29.07.2026 Icon

Malattie professionali, cresce il rischio per le imprese

Le denunce di malattia professionale presentate all’INAIL continuano ad aumentare: nei primi cinque mesi del 2026 hanno raggiunto quota 49.522, con una crescita del 16,8% rispetto allo stesso periodo del 2025.

Un dato ancora provvisorio, che non coincide con il numero delle patologie effettivamente riconosciute, ma che segnala una pressione crescente sui sistemi aziendali di prevenzione e, indirettamente, sul mercato assicurativo. Per le compagnie, la sfida riguarda soprattutto la valutazione dei rischi di lungo periodo, la gestione dei sinistri e lo sviluppo di coperture capaci di affiancare le imprese anche nella prevenzione.

Quasi 50mila denunce in cinque mesi

I dati pubblicati dall’INAIL il 6 luglio 2026 mostrano 49.522 denunce di malattia professionale protocollate tra gennaio e maggio, 7.139 in più rispetto alle 42.383 registrate nel corrispondente periodo del 2025. L’incremento interessa tutte le principali gestioni: Industria e servizi segna un aumento del 18,1%, passando da 34.840 a 41.141 casi; l’Agricoltura cresce del 10,7%, da 7.225 a 7.997 denunce; il Conto Stato registra un +20,8%, da 318 a 384.
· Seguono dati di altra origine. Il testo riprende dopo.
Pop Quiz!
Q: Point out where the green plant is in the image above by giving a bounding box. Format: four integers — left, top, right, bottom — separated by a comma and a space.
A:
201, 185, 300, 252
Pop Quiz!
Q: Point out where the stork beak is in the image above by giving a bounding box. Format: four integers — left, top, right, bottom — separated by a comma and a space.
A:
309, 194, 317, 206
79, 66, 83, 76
La crescita è diffusa anche sul territorio. Gli aumenti più elevati si rilevano nelle Isole, con il 19,6%, seguite dal Centro con il 17,8%, dal Nord-Est con il 17,4%, dal Nord-Ovest con il 15,5% e dal Sud con il 15%. Non emerge, dunque, un fenomeno circoscritto a determinate aree, ma una tendenza generalizzata, che richiede di essere letta tenendo conto delle caratteristiche produttive e occupazionali dei diversi territori.
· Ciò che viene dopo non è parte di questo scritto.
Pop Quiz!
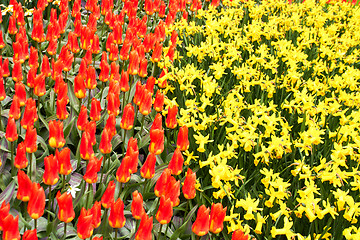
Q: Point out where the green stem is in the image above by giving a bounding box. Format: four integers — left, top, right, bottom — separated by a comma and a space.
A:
139, 115, 145, 137
88, 89, 91, 109
100, 154, 107, 183
117, 183, 122, 198
159, 224, 164, 240
61, 175, 65, 190
86, 183, 92, 209
0, 103, 2, 131
10, 142, 16, 177
153, 198, 160, 218
63, 223, 67, 239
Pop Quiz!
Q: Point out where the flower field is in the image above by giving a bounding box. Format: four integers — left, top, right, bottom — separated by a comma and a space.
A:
0, 0, 360, 240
Patologie croniche e rischi di lungo periodo

L’aumento riguarda sia gli uomini, con 36.713 denunce e una crescita del 16,5%, sia le donne, per le quali i casi salgono a 12.809, il 17,8% in più. Ancora più marcato è l’incremento tra i lavoratori stranieri, pari al 19,8%, rispetto al 16,6% rilevato per gli italiani.

Le patologie più frequentemente denunciate continuano a essere quelle del sistema osteo-muscolare e del tessuto connettivo, seguite dalle malattie del sistema nervoso e dell’orecchio. Vengono poi le patologie tumorali di origine professionale e quelle dell’apparato respiratorio. Si tratta, in larga parte, di malattie che possono manifestarsi dopo esposizioni prolungate e che pongono problemi complessi nell’individuazione del nesso causale, nella ricostruzione della storia lavorativa e nella quantificazione delle conseguenze invalidanti.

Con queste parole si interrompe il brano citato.